Laut offiziellen Angaben vom 20. November 2008 obsiegte der FSLN in der Mehrheit der 146 Gemeinden, die sich an den Wahlen beteiligten. In 7 Gemeinden der Nordatlantikregion waren die Wahlen auf Januar verschoben worden - nachdem die Region letzten September vom Hurrikan Felix verwüstet wurden. Das Schlussergebnis spricht dem FSLN 105 Kommunen zu (18 mehr als 2004), 37 gewinnt der liberal-konstitutionalistische PLC und 4 die ALN (Allianz des Dissidenten der rechtsorientierten PLC).

Nach fast zweijähriger Amtszeit musste die regierende FSLN keine "Strafstimmen" einstecken, wie dies bei Wahlen oft vorkommt. Das Wohlwollen gegenüber der Regierungspartei stieg sogar merklich auf dem Land, auch in jenen Bezirken, in denen die Opposition die Wahlen erneut gewonnen hat. Der rechtsorientierte PLC muss sich mit den drei Bezirkshauptorten Granada, Boaco und Bluefields zufrieden geben und dem FSLN die restlichen 14 überlassen, inklusive der Landeshauptstadt.


Managua: die umstrittenen "Trophäe"

Im umkämpften Hauptstadtbezirk weigert sich die Opposition, ihre Niederlage zu akzeptieren und klagt seit dem Wahltag vom 9. November über angeblichen Wahlbetrug.

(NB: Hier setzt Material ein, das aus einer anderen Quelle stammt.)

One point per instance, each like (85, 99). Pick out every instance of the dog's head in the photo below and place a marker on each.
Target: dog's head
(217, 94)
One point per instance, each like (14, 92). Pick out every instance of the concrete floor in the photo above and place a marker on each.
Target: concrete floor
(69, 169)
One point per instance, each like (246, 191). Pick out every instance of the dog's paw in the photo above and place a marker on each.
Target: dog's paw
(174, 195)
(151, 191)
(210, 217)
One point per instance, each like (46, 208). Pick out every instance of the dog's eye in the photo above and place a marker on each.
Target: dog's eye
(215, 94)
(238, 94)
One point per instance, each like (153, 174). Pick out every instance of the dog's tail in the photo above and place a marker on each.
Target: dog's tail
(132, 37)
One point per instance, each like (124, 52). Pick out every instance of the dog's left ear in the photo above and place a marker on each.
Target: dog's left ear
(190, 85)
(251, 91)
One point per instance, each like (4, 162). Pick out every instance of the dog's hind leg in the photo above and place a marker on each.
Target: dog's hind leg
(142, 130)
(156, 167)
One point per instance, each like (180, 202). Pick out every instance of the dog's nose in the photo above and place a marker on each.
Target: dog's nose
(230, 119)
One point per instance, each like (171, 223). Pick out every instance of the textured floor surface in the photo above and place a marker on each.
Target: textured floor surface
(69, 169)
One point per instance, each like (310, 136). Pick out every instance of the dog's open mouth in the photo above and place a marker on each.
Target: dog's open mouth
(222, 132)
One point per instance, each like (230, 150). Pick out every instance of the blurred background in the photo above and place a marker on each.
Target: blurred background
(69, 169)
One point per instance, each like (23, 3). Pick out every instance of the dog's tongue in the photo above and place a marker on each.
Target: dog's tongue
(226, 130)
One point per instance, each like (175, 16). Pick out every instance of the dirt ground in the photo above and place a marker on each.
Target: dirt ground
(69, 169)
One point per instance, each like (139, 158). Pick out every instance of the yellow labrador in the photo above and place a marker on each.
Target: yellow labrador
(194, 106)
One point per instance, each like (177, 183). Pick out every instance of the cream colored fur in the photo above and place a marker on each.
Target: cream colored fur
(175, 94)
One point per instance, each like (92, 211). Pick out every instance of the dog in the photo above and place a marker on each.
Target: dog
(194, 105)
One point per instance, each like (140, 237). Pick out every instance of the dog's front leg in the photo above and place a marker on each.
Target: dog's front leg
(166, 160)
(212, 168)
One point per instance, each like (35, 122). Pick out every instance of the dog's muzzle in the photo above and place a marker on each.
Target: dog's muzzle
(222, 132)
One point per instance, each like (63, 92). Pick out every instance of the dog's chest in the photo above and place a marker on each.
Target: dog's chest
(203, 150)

Der PLC schickte Eduardo Montealegre in den Wahlkampf. Der mit Diplomen nordamerikanischer Universitäten geschmückte Bankier konnte auf die Unterstützung der Wirtschaftselite Nicaraguas und das Wohlwollen der USA zählen. Als Gegenkandidat traf er auf Alexis Argüello, der sich als dreimaliger Boxweltmeister sicherer im Ring bewegt als auf der Finanzbühne - und dafür vom Volk verehrt und geliebt wird. Ein sinnbildlicher Klassenkampf an der Urne.

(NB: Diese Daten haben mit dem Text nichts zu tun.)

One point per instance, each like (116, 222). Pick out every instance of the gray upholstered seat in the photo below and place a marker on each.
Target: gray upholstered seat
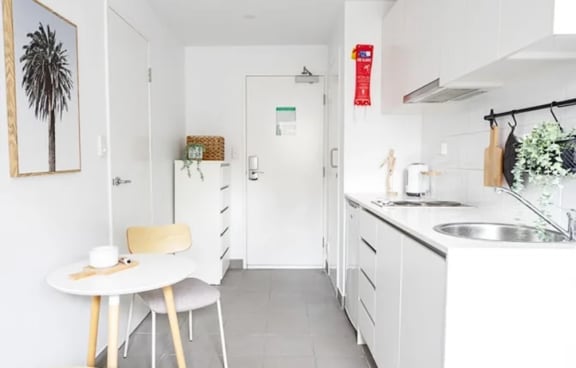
(189, 294)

Laut offiziellen Resultaten erzielte Alexis Argüello 51% der abgegeben Stimmen, während Eduardo Montealegre auf 46% kam. Diesem klaren Sieg aber tritt Montealegre als "Opfer" und harter Kämpfer entgegen. Dies in einem verzweifelten Versuch, innerhalb der Rechten die politische Führerschaft zu erringen, die bisher von Arnoldo Alemán geprägt war.

Auch nach der erneuten Stimmenauszählung durch die oberste Wahlbehörde weigert sich Montealegre, die bestätigte Niederlage anzuerkennen, was bei den FSLN-Wählern für Frustration sorgt und einen bitteren Nachgeschmack hinterlässt. Dies aus gutem Grund: Als die Sandinisten 1990 nach 11-jähriger Revolution die Wahlen verloren, räumte Daniel Ortega seine Niederlage an der Urne unmittelbar und mit Würde ein. Und 1996 akzeptierte der Sandinismus ein weiteres Wahl eine Wahlniederlage, obwohl die Wahl Alémans von Unregelmässigkeiten geprägt war.

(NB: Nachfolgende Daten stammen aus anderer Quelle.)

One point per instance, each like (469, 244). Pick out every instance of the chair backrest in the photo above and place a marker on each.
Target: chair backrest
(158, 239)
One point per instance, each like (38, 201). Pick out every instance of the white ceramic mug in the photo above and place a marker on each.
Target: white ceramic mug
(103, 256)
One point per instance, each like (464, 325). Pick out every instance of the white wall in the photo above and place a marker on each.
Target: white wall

Politische Polarisierung - alle tragen Verantwortung

Der Wahlausgang nährt die Destabilisierungskampagne gegen die aktuelle Regierung. Daran sind verschiedene Akteure beteiligt: Die rechtsgerichtete Opposition, ein Grossteil der Bewegung für einen erneuerten Sandinismus (MRS), die Botschafter der USA und einiger Länder der EU, die einflussreichen nationalen und internationalen Medien und gewisse NGOs, die in den vergangenen Wochen von Ortega bezichtigt wurden, «Instrumente der Opposition und des Imperialismus» zu sein.

Angesichts dieser Kampagne bläst die nicaraguanische Regierung, unterstützt von den Mitgliedländern der ALBA (Bolivarianische Alternative der Amerikas), zum Gegenangriff. Eine formelle Protestnote richtet sich gegen den Generalsekretär der OAS (Organisation Amerikanischer Staaten), José Insulza. Ihm wird vorgeworfen, mit seiner Kritik am Wahlprozedere Öl ins Feuer gegossen zu haben.

Die politische Polarisierung hat in den letzten Monaten ein beunruhigendes Ausmass angenommen - dies in einem Land, in dem die Schrecken vergangener kriegerischer Ereignisse immer noch gegenwärtig sind.

Die "First Lady" Rosario Murillo, Koordinatorin der Volksräte und Sprecherin der Regierung, hat der lokalen Frauenbewegung den Kampf angesagt. Diese gut organisierte, starke Bewegung setzt sich unter anderem für die Wiedereinführung und Straffreiheit des therapeutischen Schwangerschaftsabbruchs ein, der vor einem Jahr vom Parlament für illegal erklärt wurde. Murillo widersetzt sich diesen legitimen Forderungen, indem sie die "Kultur der einfachen Frauen" verteidigt, die sich - laut Murillo - gegen jede Art von Abtreibung stellen. Sie stützt so die Parolen der erzkonservativen römisch-katholischen Hierarchie.

Die sogenannt "politisch engagierten" NGOs (zu denen auch die Frauengruppen gehören) - sie werden von der europäischen Entwicklungszusammenarbeit und nordamerikanischen Agenturen finanziert - haben vor einiger Zeit der von ihnen als 'autoritär' betitelten Regierung den Kampf angesagt. Sie unterstützen Kampagnen, die sich für die Aufhebung des Abtreibungsverbots einsetzen.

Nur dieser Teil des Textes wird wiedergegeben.